Namun, menurut Direktur Pengembangan Big Data INDEF, Eko Listiyanto, stabilitas tersebut belum sepenuhnya mencerminkan perbaikan kesejahteraan masyarakat.
Eko menegaskan bahwa pertumbuhan 5 persen tidak otomatis berarti ekonomi yang sehat jika tidak dibarengi peningkatan daya beli, penciptaan pekerjaan yang layak, dan investasi yang benar-benar produktif.
“Stimulus yang tidak tepat sasaran hanya memberi efek sesaat,” ujarnya, dalam keterangan yang dikutip redaksi di Jakarta, Kamis 11 Desember 2025.
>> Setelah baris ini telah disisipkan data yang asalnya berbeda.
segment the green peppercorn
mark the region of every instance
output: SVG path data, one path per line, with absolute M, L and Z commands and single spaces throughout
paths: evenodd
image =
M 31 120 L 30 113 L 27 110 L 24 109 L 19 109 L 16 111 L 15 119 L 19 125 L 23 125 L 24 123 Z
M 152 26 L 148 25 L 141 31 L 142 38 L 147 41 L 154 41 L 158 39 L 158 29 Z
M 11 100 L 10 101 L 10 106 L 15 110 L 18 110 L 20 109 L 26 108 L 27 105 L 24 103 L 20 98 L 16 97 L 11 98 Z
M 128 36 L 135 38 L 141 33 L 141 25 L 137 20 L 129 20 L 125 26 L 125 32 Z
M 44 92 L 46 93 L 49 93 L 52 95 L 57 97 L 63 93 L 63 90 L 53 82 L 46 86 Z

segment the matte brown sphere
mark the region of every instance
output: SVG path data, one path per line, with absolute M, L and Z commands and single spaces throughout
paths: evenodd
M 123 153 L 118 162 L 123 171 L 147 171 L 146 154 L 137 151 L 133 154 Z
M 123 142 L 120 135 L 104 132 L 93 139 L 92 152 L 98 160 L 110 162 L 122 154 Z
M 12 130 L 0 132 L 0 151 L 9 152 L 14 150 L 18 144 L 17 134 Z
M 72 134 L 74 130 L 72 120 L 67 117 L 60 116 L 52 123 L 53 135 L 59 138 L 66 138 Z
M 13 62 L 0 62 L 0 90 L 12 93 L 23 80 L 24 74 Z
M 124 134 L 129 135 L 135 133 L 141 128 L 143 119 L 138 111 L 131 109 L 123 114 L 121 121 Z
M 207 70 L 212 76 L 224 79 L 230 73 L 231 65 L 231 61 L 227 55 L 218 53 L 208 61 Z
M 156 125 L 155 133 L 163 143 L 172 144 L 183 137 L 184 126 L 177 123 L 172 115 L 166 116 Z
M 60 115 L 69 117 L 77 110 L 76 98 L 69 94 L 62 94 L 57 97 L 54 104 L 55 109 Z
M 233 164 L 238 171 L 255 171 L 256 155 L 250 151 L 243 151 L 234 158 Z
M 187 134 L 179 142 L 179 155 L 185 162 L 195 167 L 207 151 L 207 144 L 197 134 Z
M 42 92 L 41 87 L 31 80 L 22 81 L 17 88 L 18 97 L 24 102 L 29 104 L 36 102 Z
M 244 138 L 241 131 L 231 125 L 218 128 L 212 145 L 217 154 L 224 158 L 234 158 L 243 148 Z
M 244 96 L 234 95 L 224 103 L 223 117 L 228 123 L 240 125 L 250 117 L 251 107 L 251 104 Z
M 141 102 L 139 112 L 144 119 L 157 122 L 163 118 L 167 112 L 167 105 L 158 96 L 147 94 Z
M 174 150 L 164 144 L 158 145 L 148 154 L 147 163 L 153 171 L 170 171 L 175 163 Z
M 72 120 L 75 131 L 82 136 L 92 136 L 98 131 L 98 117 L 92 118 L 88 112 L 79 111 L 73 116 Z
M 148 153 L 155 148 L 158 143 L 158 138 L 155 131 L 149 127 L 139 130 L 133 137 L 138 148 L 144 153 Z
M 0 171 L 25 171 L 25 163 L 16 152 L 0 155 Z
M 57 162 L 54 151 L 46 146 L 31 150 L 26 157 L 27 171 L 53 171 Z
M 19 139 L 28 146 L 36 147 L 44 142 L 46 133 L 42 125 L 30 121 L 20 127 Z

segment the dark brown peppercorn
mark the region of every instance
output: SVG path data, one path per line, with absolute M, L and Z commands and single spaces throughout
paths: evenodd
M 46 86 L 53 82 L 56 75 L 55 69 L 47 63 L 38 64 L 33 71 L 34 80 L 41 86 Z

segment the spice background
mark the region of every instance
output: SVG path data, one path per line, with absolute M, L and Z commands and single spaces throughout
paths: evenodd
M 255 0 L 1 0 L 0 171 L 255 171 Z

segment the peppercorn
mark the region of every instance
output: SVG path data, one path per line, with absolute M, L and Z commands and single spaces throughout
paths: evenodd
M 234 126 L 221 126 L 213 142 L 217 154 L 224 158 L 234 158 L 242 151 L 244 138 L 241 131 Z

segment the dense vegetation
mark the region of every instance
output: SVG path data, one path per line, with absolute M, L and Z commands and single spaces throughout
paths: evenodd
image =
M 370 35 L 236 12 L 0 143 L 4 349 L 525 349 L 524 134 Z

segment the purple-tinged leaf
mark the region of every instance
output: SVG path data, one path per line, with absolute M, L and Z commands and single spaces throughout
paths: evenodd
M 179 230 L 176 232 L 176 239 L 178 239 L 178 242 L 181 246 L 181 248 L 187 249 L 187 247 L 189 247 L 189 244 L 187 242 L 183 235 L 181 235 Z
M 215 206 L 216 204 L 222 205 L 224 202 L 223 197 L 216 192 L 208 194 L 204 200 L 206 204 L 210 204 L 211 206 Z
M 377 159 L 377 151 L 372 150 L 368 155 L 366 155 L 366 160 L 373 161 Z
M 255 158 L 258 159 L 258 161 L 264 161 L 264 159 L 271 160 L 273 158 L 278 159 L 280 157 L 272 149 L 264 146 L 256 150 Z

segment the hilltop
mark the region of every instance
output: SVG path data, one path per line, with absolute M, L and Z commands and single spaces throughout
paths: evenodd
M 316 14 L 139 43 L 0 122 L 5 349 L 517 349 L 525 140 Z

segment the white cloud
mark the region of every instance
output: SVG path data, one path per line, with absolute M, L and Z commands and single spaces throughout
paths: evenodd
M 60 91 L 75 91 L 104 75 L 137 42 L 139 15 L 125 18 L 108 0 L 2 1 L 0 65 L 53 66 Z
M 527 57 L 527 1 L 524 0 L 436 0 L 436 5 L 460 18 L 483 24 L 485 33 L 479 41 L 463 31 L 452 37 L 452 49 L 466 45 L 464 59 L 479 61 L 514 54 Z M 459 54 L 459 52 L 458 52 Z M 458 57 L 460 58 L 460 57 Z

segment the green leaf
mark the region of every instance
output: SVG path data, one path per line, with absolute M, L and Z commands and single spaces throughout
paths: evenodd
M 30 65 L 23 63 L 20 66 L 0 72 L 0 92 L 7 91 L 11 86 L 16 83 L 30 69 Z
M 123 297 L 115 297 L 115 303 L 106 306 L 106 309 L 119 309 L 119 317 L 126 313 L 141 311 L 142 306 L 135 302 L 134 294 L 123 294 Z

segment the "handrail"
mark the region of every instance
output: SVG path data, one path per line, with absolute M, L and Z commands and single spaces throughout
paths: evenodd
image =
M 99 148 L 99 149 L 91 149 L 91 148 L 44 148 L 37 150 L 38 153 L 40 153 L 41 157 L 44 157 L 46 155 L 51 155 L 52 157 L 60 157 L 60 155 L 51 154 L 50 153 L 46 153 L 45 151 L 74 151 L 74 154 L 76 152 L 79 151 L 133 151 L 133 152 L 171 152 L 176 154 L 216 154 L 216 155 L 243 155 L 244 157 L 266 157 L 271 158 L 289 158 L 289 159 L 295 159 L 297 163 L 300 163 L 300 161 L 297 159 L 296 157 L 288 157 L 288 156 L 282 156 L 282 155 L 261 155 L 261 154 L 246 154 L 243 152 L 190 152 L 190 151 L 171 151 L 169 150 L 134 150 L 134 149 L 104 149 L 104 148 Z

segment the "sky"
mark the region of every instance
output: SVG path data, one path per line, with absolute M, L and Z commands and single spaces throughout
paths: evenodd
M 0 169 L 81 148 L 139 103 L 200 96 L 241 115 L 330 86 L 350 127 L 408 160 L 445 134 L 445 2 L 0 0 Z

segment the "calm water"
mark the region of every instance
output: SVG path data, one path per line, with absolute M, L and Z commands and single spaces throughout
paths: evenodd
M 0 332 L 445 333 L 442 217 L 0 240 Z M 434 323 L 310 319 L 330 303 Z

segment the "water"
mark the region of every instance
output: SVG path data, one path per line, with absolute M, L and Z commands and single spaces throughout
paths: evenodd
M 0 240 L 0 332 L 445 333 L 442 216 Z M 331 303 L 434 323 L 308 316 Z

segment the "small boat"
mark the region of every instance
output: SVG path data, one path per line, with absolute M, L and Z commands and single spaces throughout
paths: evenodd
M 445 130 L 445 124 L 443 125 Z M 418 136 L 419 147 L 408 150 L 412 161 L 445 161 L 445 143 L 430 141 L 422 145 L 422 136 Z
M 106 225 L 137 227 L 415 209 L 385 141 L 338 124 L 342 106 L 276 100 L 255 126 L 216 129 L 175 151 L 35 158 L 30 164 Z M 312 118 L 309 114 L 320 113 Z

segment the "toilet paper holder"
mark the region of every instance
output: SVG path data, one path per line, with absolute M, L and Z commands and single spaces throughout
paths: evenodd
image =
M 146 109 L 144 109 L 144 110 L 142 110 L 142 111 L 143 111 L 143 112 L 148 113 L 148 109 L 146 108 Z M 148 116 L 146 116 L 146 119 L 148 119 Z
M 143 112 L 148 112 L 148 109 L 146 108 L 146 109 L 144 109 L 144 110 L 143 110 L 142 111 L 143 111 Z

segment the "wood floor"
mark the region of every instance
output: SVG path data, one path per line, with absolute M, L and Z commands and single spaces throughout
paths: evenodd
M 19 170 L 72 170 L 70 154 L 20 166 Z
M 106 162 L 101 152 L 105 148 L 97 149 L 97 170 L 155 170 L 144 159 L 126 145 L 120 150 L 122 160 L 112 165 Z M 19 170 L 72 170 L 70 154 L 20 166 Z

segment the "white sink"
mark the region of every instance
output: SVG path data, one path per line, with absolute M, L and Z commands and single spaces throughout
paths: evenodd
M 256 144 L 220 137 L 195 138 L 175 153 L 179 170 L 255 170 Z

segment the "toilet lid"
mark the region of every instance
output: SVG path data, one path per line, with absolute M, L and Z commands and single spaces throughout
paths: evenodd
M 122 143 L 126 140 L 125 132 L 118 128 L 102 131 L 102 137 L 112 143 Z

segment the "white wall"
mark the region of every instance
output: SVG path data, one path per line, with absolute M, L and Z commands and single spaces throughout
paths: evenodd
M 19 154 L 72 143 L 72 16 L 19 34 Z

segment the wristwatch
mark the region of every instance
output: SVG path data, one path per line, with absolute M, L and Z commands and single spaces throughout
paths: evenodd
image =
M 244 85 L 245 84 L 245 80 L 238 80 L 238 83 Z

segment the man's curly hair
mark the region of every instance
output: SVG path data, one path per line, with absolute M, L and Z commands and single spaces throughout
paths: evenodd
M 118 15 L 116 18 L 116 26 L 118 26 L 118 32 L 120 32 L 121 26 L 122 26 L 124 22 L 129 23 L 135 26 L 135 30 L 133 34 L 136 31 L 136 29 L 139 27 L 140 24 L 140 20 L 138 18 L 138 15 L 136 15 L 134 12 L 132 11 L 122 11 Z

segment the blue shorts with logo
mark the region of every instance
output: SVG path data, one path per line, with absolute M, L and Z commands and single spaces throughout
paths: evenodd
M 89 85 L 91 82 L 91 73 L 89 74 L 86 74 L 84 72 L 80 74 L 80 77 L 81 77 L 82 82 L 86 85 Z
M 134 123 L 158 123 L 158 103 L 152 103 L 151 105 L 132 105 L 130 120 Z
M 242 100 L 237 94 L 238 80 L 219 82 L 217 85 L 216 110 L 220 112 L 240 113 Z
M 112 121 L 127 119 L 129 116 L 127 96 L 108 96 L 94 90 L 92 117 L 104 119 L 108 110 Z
Di Balik Angka Stabil, Ada Sinyal Kehati-hatianEko mengungkapkan beberapa indikator yang patut dicermati. Pertama, konsumsi rumah tangga melambat. Ia menggarisbawahi pertumbuhan yang hanya 4,89-4,94 persen, lebih rendah dari pertumbuhan ekonomi. Padahal, konsumsi merupakan motor utama yang menyumbang sebagian besar aktivitas ekonomi nasional.
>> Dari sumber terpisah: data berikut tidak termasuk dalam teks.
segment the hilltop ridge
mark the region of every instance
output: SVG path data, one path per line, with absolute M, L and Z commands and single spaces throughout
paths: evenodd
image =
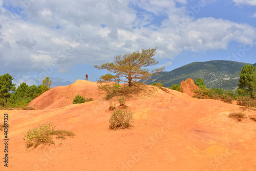
M 191 78 L 194 80 L 201 78 L 204 79 L 208 88 L 233 90 L 238 87 L 239 73 L 242 68 L 248 64 L 252 65 L 229 60 L 194 62 L 170 72 L 162 72 L 152 78 L 165 80 L 161 81 L 165 87 L 171 87 L 173 84 L 179 84 L 187 78 Z M 254 64 L 254 66 L 255 65 Z M 158 81 L 148 80 L 145 83 L 151 84 Z

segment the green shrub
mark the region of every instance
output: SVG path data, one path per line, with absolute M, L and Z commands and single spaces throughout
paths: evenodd
M 242 121 L 245 116 L 245 114 L 242 113 L 232 113 L 228 115 L 228 117 L 233 118 L 239 122 Z
M 237 104 L 255 108 L 256 107 L 256 100 L 249 96 L 240 96 L 238 97 Z
M 54 131 L 54 126 L 51 123 L 48 124 L 39 124 L 39 128 L 34 127 L 33 131 L 29 130 L 27 132 L 27 135 L 24 135 L 26 138 L 26 144 L 28 148 L 34 145 L 36 147 L 40 144 L 54 143 L 51 137 L 51 134 Z M 25 138 L 23 138 L 25 140 Z
M 251 117 L 250 118 L 250 119 L 252 120 L 253 121 L 256 122 L 256 118 L 255 117 Z
M 77 94 L 73 100 L 73 104 L 82 103 L 86 102 L 84 97 Z
M 35 110 L 35 108 L 31 106 L 26 106 L 24 107 L 23 109 L 24 110 Z
M 232 104 L 232 100 L 234 100 L 234 98 L 233 97 L 229 96 L 226 94 L 221 96 L 220 99 L 221 100 L 230 104 Z
M 195 93 L 193 97 L 199 99 L 213 98 L 215 94 L 214 91 L 211 89 L 208 89 L 206 88 L 199 89 L 194 89 L 192 91 Z
M 220 96 L 219 96 L 219 94 L 216 93 L 214 95 L 214 98 L 215 100 L 219 100 L 220 99 Z
M 90 97 L 89 98 L 87 98 L 86 100 L 86 101 L 88 102 L 88 101 L 93 101 L 93 98 L 92 97 Z
M 66 139 L 65 136 L 72 136 L 75 134 L 70 131 L 65 130 L 54 130 L 54 127 L 51 123 L 39 124 L 39 128 L 34 127 L 32 131 L 29 130 L 27 132 L 27 135 L 24 135 L 26 138 L 23 138 L 26 140 L 25 143 L 27 147 L 29 148 L 34 146 L 36 148 L 40 144 L 52 143 L 54 144 L 51 137 L 52 135 L 56 135 L 57 138 Z
M 131 126 L 133 121 L 133 114 L 131 112 L 119 110 L 113 112 L 109 119 L 111 129 L 127 128 Z
M 118 102 L 119 102 L 120 105 L 124 105 L 124 103 L 125 103 L 126 101 L 126 99 L 124 96 L 123 96 L 118 99 Z
M 183 89 L 180 88 L 180 86 L 178 84 L 173 84 L 172 85 L 172 87 L 170 88 L 169 87 L 168 87 L 167 88 L 170 89 L 170 90 L 176 90 L 181 93 L 183 92 Z
M 116 104 L 112 103 L 112 99 L 110 99 L 110 107 L 109 108 L 109 110 L 111 111 L 114 111 L 116 109 Z
M 151 84 L 151 86 L 159 86 L 159 87 L 163 87 L 163 84 L 161 83 L 161 81 L 159 82 L 154 82 L 153 84 Z

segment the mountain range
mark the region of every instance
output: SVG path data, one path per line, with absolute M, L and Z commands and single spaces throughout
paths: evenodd
M 161 80 L 163 87 L 171 87 L 173 84 L 179 84 L 182 80 L 191 78 L 203 79 L 208 88 L 222 88 L 223 90 L 235 90 L 238 88 L 239 74 L 245 65 L 254 64 L 230 60 L 211 60 L 194 62 L 169 72 L 162 72 L 151 78 Z M 164 81 L 163 81 L 164 80 Z M 151 84 L 159 81 L 148 80 L 145 83 Z

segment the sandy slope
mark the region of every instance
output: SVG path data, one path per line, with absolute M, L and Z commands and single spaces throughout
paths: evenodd
M 0 116 L 8 112 L 10 125 L 9 167 L 2 164 L 0 170 L 256 170 L 256 122 L 228 117 L 243 112 L 241 106 L 166 90 L 148 86 L 146 93 L 128 99 L 135 118 L 128 130 L 108 129 L 109 101 L 102 98 L 58 109 L 0 111 Z M 27 149 L 23 135 L 49 122 L 76 136 Z

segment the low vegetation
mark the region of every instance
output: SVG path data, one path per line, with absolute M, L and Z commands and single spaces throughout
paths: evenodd
M 152 84 L 151 84 L 151 86 L 159 86 L 159 87 L 163 87 L 163 84 L 161 83 L 161 81 L 159 82 L 154 82 Z
M 79 104 L 83 103 L 86 102 L 89 102 L 93 100 L 93 98 L 90 97 L 89 98 L 85 98 L 79 94 L 73 99 L 73 104 Z
M 109 110 L 110 111 L 113 111 L 116 109 L 116 104 L 114 103 L 112 101 L 112 99 L 111 99 L 109 102 L 110 107 L 109 108 Z
M 228 117 L 234 118 L 239 122 L 242 121 L 245 116 L 245 114 L 242 113 L 232 113 L 228 115 Z
M 36 148 L 40 144 L 54 144 L 52 135 L 57 135 L 62 138 L 65 136 L 72 136 L 74 134 L 70 132 L 63 130 L 54 130 L 55 126 L 51 123 L 39 124 L 39 127 L 34 127 L 33 130 L 29 130 L 23 138 L 27 148 L 33 146 Z M 63 138 L 62 138 L 63 139 Z
M 118 102 L 120 103 L 120 105 L 124 105 L 126 101 L 126 98 L 124 96 L 122 96 L 118 99 Z
M 26 106 L 22 108 L 24 110 L 34 110 L 35 109 L 31 106 Z
M 178 92 L 180 92 L 181 93 L 183 92 L 183 89 L 180 88 L 180 85 L 173 84 L 172 85 L 171 88 L 167 87 L 167 88 L 170 89 L 170 90 L 176 90 L 176 91 L 178 91 Z
M 226 103 L 232 104 L 232 101 L 234 100 L 234 98 L 229 96 L 228 94 L 225 94 L 223 95 L 220 97 L 221 100 L 223 101 Z
M 195 93 L 193 97 L 199 99 L 213 98 L 214 95 L 215 94 L 214 91 L 211 90 L 211 89 L 208 89 L 206 87 L 194 89 L 192 91 Z
M 251 117 L 251 118 L 250 118 L 250 119 L 251 119 L 253 121 L 256 122 L 256 117 Z
M 133 114 L 130 111 L 118 110 L 112 113 L 109 119 L 111 129 L 125 129 L 131 126 L 133 122 Z
M 256 100 L 249 96 L 239 97 L 237 99 L 237 104 L 248 107 L 255 108 Z

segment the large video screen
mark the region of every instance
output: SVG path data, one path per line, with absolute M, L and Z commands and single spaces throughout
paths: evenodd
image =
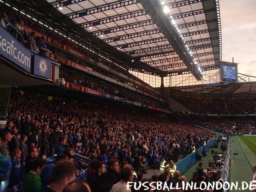
M 236 68 L 231 66 L 223 66 L 223 78 L 226 79 L 236 79 Z

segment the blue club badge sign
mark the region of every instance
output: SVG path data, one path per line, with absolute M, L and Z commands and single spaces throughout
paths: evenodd
M 48 66 L 46 60 L 43 58 L 41 58 L 38 62 L 39 72 L 42 76 L 44 76 L 47 72 Z
M 52 62 L 49 59 L 34 55 L 34 74 L 50 79 L 52 78 Z

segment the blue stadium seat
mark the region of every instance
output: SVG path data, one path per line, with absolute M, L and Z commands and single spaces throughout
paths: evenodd
M 20 185 L 15 185 L 12 188 L 14 192 L 23 192 L 21 186 Z
M 13 192 L 12 190 L 11 189 L 6 189 L 4 191 L 4 192 Z
M 52 157 L 46 157 L 46 162 L 48 164 L 49 163 L 53 163 L 54 162 L 54 160 Z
Kedua, deflasi berkepanjangan. Deflasi yang muncul pada Mei?"September 2024 dan berlanjut awal 2025 membuat konsumen dan pelaku usaha menahan belanja karena menunggu harga turun. Hasilnya: permintaan melemah dan ekonomi rentan spiral negatif.
Ketiga, penurunan investasi asing langsung (FDI). FDI merosot 8,87 persen pada kuartal III 2025, mencerminkan keraguan investor terhadap arah kebijakan, kepastian regulasi, perpajakan, hingga kesiapan infrastruktur.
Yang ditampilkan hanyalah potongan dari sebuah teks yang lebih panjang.